Why a volatile fast changing world is good for Hong Kong

By Wander Meijer

The average lifespan of a multinational (Fortune 500) company is 40 years. Of today’s Fortune 500, only 67 still exist from the first list published in 1955. Last week 133 year old Kodak filed for bankruptcy protection; in its 1980 heydays it employed 145,000 people, had great products (it even invented the digital camera) and its brand belonged to the most valuable in the world. Too slow to change to the digital world, decades of decline ended in a slow, but certain death.

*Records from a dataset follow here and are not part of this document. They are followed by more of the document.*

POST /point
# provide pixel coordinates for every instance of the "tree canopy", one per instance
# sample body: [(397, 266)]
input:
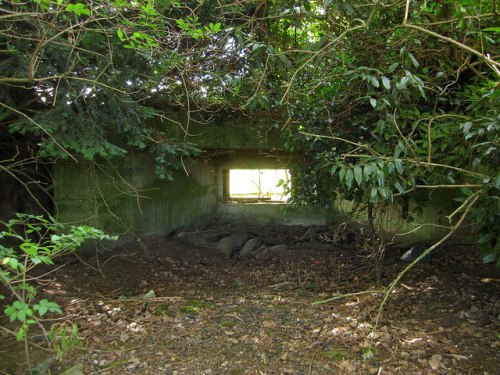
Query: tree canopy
[(381, 101)]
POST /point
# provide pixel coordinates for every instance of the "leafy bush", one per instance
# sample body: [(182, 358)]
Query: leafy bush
[(26, 242)]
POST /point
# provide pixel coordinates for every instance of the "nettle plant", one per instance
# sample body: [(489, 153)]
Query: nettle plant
[(27, 242)]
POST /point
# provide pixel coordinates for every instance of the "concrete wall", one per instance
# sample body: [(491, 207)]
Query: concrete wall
[(262, 212), (127, 199)]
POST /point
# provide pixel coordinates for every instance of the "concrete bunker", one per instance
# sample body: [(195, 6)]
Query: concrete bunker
[(125, 197)]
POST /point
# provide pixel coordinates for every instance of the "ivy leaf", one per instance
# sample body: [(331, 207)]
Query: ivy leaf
[(413, 60), (349, 178), (398, 186), (399, 165), (78, 9), (374, 81), (342, 174)]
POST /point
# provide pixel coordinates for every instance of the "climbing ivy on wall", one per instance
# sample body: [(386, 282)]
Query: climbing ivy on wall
[(380, 102)]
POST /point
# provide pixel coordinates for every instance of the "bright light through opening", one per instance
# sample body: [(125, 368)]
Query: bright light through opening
[(259, 184)]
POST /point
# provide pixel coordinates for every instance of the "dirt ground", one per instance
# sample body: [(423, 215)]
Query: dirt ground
[(212, 315)]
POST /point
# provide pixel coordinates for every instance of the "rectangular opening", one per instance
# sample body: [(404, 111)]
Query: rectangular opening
[(258, 185)]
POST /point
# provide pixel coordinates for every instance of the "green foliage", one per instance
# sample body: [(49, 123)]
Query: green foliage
[(27, 242), (169, 157)]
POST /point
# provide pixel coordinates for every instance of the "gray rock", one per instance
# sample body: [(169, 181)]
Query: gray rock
[(250, 246), (232, 243), (258, 250), (414, 253), (278, 248)]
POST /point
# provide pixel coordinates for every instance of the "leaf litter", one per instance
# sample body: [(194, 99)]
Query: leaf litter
[(168, 306)]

In a recent study that TNS conducted with CMOs of 30 multinationals about digital and marketing, the CMOs recognized the necessity of speed and change, as they mentioned the imperatives for 2012:

  1. Digital engagement and the brand idea – deeper consumer engagement through a renewed focus on the central ‘brand idea’;
  2. Analytics to make data work harder – digital data streams need to work harder; to generate insights, improve targeting and deepen engagement;
  3. Speed of execution and organisational change – ‘digital is the new norm’ and integration with the CMOs remit often catalyses digital’s role as a broader business enabler.

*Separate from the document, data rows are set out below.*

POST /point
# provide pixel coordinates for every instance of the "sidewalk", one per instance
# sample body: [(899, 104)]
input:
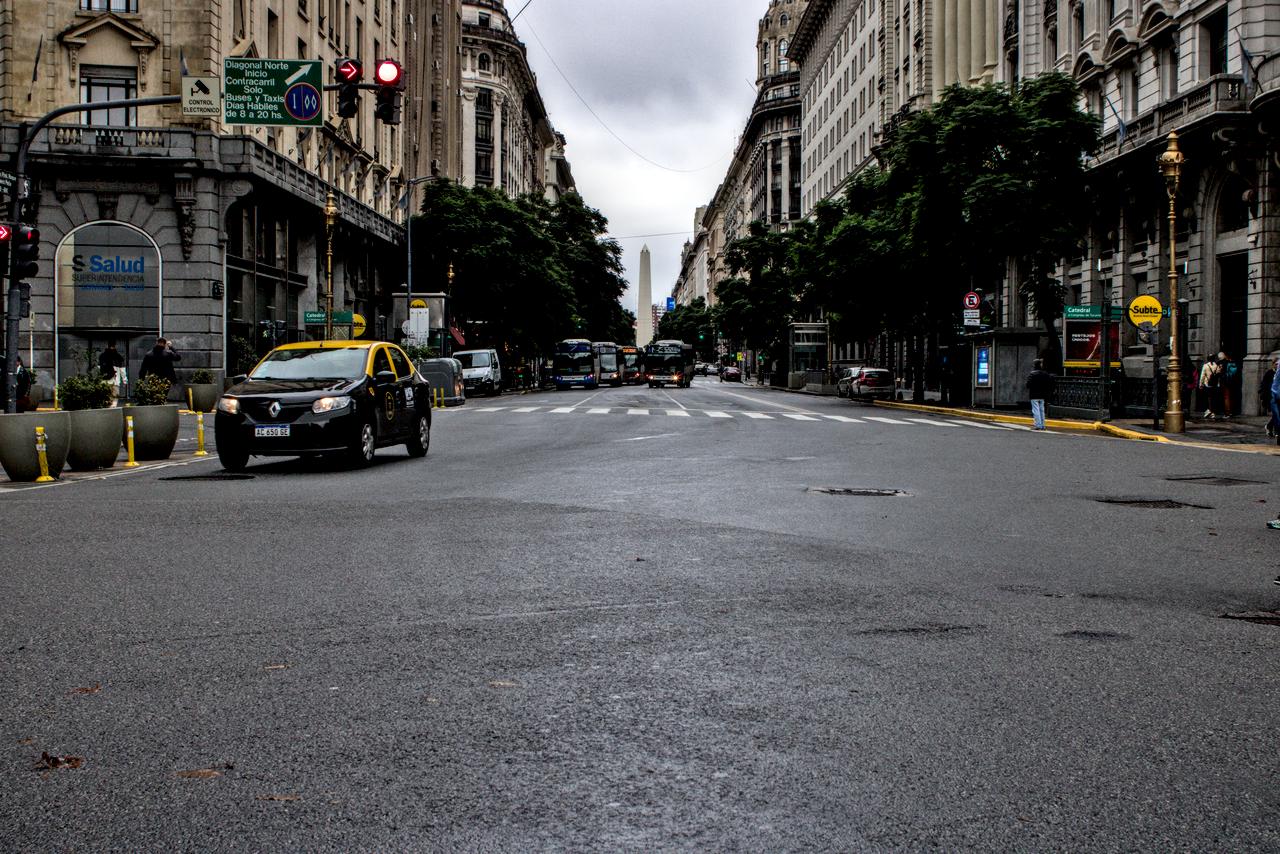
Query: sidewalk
[(1243, 433)]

This is bad news for many companies; while they recognize the need for speed, there is a long list of companies struggling to adapt to a changing world, several of which will disappear in the coming decades.

Of course there are exceptions and IBM is arguably the best example. In 1993, IBM was an ailing giant close to a spectacular death, a company employing 300,000 people and once the pride of the USA. Louis Gerstner managed to turn it around, and he says of his historic business achievement: “The prevailing wisdom is that small companies are fast, entrepreneurial, responsive and effective. Large companies are slow, bureaucratic, unresponsive and ineffective. This is pure nonsense – I have never seen a small company that did not want to become a big company. It isn’t a question of whether elephants can prevail over ants. It is a question of whether a particular elephant can dance. If it can, the ants must leave the dance floor”. Gerstner has every right to say this; IBM reclaimed its lost territory and last week its stock closed at an all time high of US$ 192, from just $13 in 1993. However there are not many elephants left in the modern world and hardly any of them can dance to the tunes of social media, the digital marketing weapons of entrepreneurial ants.

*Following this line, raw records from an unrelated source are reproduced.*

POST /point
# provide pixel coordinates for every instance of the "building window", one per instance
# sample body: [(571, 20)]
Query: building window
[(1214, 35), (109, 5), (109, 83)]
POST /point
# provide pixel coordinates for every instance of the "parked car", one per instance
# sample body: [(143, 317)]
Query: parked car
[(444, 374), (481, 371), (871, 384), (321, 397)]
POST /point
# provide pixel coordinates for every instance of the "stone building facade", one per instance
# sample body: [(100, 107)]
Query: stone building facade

Jack Welch, another entrepreneurial icon, once said: “If the rate of change in an institution is slower than the rate of change outside, then the end is in sight”.

This is good news for Hong Kong, with the fastest bureaucracy and most entrepreneurial workers in the world, all mobile and digitally connected. Hong Kong has a workforce of 2.6 million people and 345,000 companies of which 88% employ less than 5 staff. It has been estimated that for every job lost in a Fortune 500 company, 2 are created by small companies, so while it is not good news that HSBC is shedding 3,000 jobs, on an aggregate level we should not worry too much either. Speed and adaptability to change is the most important factor to survival and Hong Kong will keep thriving as long as it changes faster than its competitive environment.